Over half a century ago, my wife and I were married in that church, which stipulated that we visit a Planned Parenthood office for family planning information. Because we’d lived in different states before our wedding, we had to do the counseling well after it; and by that time we were already expecting our first child. But the treatment, information, and advice we received were an absolute eye-opener for me. Raised by the last of the Victorians, I was braced for moral judgment, implied or express, about young folks like ourselves who went ahead and started having kids with no particular plan. But everyone there was friendly, knowledgeable, and, most of all, helpful. We were able to schedule our next two additions, and, more important, plan no more.

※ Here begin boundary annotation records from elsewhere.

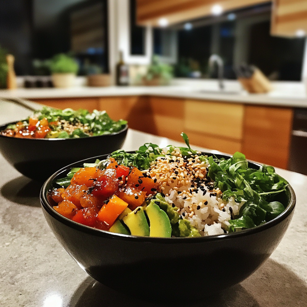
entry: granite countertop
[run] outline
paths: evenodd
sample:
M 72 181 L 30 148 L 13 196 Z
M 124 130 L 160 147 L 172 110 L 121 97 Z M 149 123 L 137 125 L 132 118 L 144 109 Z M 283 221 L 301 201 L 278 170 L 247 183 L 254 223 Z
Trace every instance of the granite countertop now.
M 31 113 L 20 106 L 3 101 L 0 102 L 0 124 Z M 133 150 L 149 142 L 160 146 L 180 144 L 130 130 L 123 148 Z M 265 262 L 243 282 L 214 298 L 204 298 L 203 301 L 193 306 L 306 306 L 307 177 L 284 170 L 277 171 L 289 181 L 297 198 L 293 219 L 279 245 Z M 0 305 L 161 306 L 135 300 L 89 277 L 65 252 L 47 224 L 39 198 L 41 184 L 21 175 L 2 155 L 0 173 Z M 231 278 L 231 272 L 227 271 L 226 266 L 225 275 L 221 278 Z M 185 287 L 195 287 L 187 282 Z M 197 290 L 201 289 L 198 287 Z
M 185 82 L 186 83 L 185 83 Z M 177 82 L 177 83 L 176 83 Z M 307 107 L 307 96 L 302 83 L 272 83 L 273 90 L 267 94 L 249 94 L 236 81 L 226 80 L 224 93 L 219 91 L 217 81 L 208 80 L 192 83 L 174 81 L 164 86 L 79 86 L 68 89 L 17 88 L 0 90 L 0 98 L 17 97 L 27 99 L 56 99 L 106 96 L 149 95 L 185 99 L 225 101 L 233 103 L 264 104 L 281 107 Z

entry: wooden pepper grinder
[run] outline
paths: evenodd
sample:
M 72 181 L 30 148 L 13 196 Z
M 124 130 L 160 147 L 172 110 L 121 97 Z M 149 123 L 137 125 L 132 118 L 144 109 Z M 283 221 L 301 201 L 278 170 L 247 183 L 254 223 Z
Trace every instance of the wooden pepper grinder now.
M 14 70 L 14 62 L 15 58 L 12 54 L 6 55 L 6 62 L 7 63 L 8 70 L 6 75 L 6 87 L 10 90 L 17 87 L 16 75 Z

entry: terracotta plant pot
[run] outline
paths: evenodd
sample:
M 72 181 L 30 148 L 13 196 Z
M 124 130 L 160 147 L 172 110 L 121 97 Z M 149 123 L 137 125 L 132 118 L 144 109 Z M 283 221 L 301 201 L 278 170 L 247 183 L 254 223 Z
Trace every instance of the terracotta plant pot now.
M 75 85 L 76 75 L 71 73 L 52 74 L 52 82 L 56 87 L 67 88 Z

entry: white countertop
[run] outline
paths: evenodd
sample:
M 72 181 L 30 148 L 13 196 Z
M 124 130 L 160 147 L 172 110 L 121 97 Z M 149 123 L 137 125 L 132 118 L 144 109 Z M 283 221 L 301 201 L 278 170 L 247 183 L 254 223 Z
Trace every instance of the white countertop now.
M 218 91 L 216 80 L 192 83 L 174 81 L 164 86 L 76 87 L 68 89 L 17 88 L 0 90 L 0 98 L 17 97 L 31 99 L 105 96 L 150 95 L 186 99 L 225 101 L 234 103 L 281 107 L 307 107 L 307 95 L 302 83 L 272 82 L 274 89 L 267 94 L 249 94 L 236 81 L 225 82 L 225 93 Z M 237 93 L 228 93 L 229 92 Z
M 0 124 L 31 114 L 4 102 L 0 110 Z M 134 150 L 148 142 L 160 146 L 180 144 L 130 130 L 123 148 Z M 204 298 L 194 307 L 306 307 L 307 177 L 284 170 L 277 171 L 290 182 L 297 199 L 284 238 L 249 277 L 213 299 Z M 45 220 L 39 198 L 41 185 L 21 175 L 1 155 L 0 173 L 0 305 L 161 307 L 119 293 L 89 277 L 65 252 Z M 227 266 L 224 278 L 231 278 Z M 181 288 L 195 289 L 189 281 Z

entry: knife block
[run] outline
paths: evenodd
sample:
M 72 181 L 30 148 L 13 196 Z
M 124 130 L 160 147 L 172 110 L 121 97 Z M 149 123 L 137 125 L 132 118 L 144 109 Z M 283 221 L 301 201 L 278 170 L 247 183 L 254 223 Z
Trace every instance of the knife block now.
M 272 89 L 270 80 L 258 68 L 255 70 L 251 78 L 239 77 L 238 80 L 249 93 L 263 94 L 268 92 Z
M 6 87 L 9 89 L 12 90 L 17 88 L 16 75 L 14 70 L 15 58 L 11 54 L 6 55 L 8 70 L 6 75 Z

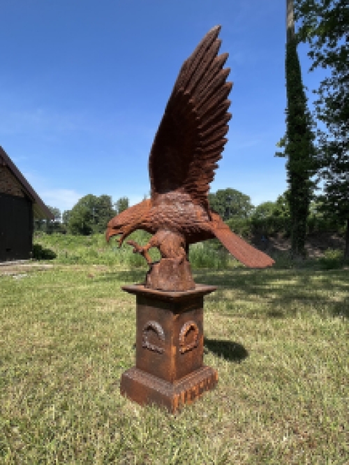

To understand many folks’ reflexive opposition to Planned Parenthood’s major function – family planning – we need to look at our history. Founded by anti-English puritans, we’ve long conflated sex with dirt (even though, according to The Puritans and Their World, about 60% of Puritan weddings took place after successful conception). The Comstock Act of 1873 made it illegal to send “obscene, lewd, or lascivious” materials through the mail. Samuel Roth was convicted in New York in 1957 of mailing an “obscene, lewd, lascivious, [and] filthy” magazine. Note the inclusion of “filthy.” Mother and I were in France during the Clinton impeachment trial, and will never forget the amused Gallic shrugs and head-shaking at the ferocity of our witch hunt.

The old white guys in several state legislatures – probably our last generation of patriarchs – have recently passed laws that require women requesting abortion services to undergo a sonogram and “counseling” about the implications of their decision – as if they hadn’t agonized about it already. In response, Ohio State Senator Nina Turner has introduced an amendment to one such bill that would require men to submit to testing and counseling to qualify for a prescription for Viagra. Take note, Messrs. Romney and Santorum: The tide is rising ever more rapidly, and this is a very poor year, let alone a very poor century, in which to deny to over half the population of our country the rights they’ve obtained through so many decades of struggle.